Вылезти из кожи он был готов – он и так лез из кожи, – но бессмысленно класть в лобовых атаках свой лежавший в открытом поле в снегу перед Грачами полк он не хотел. И именно для того, чтобы взять эти Грачи, не теряя измотанных боями остатков полка, он сколотил два подвижных отряда и с одним из них даже протащил через лес на волокушах несколько пушек, чтобы закупорить лесную дорогу в тылу у немцев и заставить их бросить Грачи.
Но, оказывается, – ему так и сказали по телефону, – Родина требовала, чтобы он взял эти Грачи не тогда, когда он мог их взять, а на сутки раньше. В глубине души он знал, что Родина не может этого требовать: Родина может требовать от своих сыновей подвига, а не бессмысленной смерти.
Так он думал, хотя и не сказал этого, когда командующий армией потребовал от него взятия Грачей к 24 часам 22 февраля во что бы то ни стало. Он просто доложил по телефону о принятых им мерах и о том, что, по его расчетам, самое позднее через сутки немцы вынуждены будут сами начать поспешный отход и он на их плечах ворвется в Грачи и заберет их целыми, не сожженными.
Командующий не мог не понимать, что это было правдой и никакой другой правды не было и не могло быть. Он не мог этого не понимать: он был умный и, по убеждению Серпилина, талантливый человек, уже многому, как и сам Серпилин, успевший научиться за два с половиной месяца наступления. Но на этот раз он был глух и беспощадно настойчив.
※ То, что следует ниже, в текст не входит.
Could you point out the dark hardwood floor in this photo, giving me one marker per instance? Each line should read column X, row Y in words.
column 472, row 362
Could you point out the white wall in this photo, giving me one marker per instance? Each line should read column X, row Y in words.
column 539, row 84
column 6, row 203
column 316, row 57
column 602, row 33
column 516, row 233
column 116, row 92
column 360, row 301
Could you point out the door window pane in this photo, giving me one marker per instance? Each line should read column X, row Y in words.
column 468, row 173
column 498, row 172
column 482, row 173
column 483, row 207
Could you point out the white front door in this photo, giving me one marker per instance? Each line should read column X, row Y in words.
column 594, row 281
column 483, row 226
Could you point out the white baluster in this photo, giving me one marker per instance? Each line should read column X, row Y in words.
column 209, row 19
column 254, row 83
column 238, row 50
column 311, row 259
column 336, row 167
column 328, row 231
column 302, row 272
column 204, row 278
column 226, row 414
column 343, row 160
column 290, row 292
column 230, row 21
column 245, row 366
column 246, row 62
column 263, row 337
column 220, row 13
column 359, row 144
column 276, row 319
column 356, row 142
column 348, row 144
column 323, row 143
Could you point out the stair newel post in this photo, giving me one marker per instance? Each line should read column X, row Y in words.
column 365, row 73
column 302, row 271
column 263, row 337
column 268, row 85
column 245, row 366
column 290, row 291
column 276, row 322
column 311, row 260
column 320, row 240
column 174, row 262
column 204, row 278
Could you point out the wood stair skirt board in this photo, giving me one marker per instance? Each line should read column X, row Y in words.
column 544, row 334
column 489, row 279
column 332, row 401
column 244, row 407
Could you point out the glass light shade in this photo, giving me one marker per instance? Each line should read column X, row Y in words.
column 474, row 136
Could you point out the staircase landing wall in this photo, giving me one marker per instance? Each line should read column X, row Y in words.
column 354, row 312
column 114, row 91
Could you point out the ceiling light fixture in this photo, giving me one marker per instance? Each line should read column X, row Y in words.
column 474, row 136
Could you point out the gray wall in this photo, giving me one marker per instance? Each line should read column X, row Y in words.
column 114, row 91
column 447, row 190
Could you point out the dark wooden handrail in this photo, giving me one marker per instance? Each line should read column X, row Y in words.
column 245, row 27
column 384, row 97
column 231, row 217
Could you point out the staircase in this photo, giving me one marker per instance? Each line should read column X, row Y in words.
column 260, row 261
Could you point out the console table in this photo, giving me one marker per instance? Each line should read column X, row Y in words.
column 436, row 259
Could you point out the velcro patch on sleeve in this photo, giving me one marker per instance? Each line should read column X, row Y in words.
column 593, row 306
– Или возьмете к двадцати четырем часам Грачи, или сниму с дивизии, – таков был конец их разговора.
«Ну и снимайте!» – хотелось крикнуть Серпилину в телефон. Он не крикнул этого, а сказал «слушаюсь», не только потому, что тяжело оказаться снятым с дивизии; еще тяжелее была мысль, что, если он откажется выполнить этот неразумный приказ, его отстранят, а заместителя все равно заставят положить костьми полк, лежавший в снегу перед районным центром Грачи.
Он сказал «слушаюсь» и не выполнил приказа. То есть отдал приказ об артиллерийской подготовке и сначала назначил для атаки один час, а потом переменил и назначил другой, более поздний, уже в темноте, чтобы понести меньше потерь. Он еще засветло под обстрелом пошел в лежавший на виду перед самыми Грачами батальон, перенес туда свой наблюдательный пункт и, пренебрегая опасностью, все время оставался там, чтобы подольше не разговаривать с армией, чтобы на все звонки отвечали: командира дивизии нет, находится в боевых порядках пехоты. Когда же подошел второй, перенесенный срок атаки, он на этот раз не отменил приказа, и несколько группок людей – это и было, в сущности, все, чем располагал батальон, – поднялись из снежных ям, где они лежали, продвинулись на полтораста метров и снова залегли под немецким минометным огнем. Через полчаса Серпилину донесли, что немецкий огонь не подавлен и продвинуться дальше невозможно, и он приказал окапываться.
Подавить немецкий огонь ему было нечем, он заранее знал это: у него было всего по нескольку снарядов на орудие. Он, конечно, мог поднять остатки полка еще в несколько атак, продвинуться еще на сотню метров, уложить перед районным центром Грачи все, что осталось от полка, но как раз этого он и не хотел делать.
Незадолго до полуночи командующий все же добрался до него по телефону, нашел его там, в снегу, в поле, перед Грачами, где он лежал с командиром батальона.
– Почему не доносите о взятии Грачей?
– Потому что не взял, – сказал Серпилин.
– Это я понимаю. А когда возьмете? На окраину хоть, по крайней мере, ворвались? – домогался командующий.
Серпилин доложил, что нет, и на окраину не ворвался.
– Так когда же ворветесь? У вас, как у командира дивизии, остались считанные минуты! После двадцати четырех часов, если не будете в Грачах, вы уже не командир дивизии! Немедленно атакуйте!
Серпилин глубоко вздохнул и начал объяснять положение. Теперь, наверно, сложись такая обстановка, посчитались бы с очевидностью, а тогда, в феврале сорок второго, и слушать не захотели… Разговор оборвался. Обеспокоенные немцы били из минометов по площадям и опять порвали связь. И Серпилин не стал заботиться о том, чтобы ее восстановили, он понял по разговору, что в историю со взятием Грачей вмешалось что-то, что давит не только на него, но и на командующего армией, а может, даже и выше. С чего это началось и как закрутилось, он не знал и так и не узнал, но, вполне отдавая себе отчет в последствиях, все-таки не организовал новой атаки; ему было жаль себя, но еще больше было жаль людей.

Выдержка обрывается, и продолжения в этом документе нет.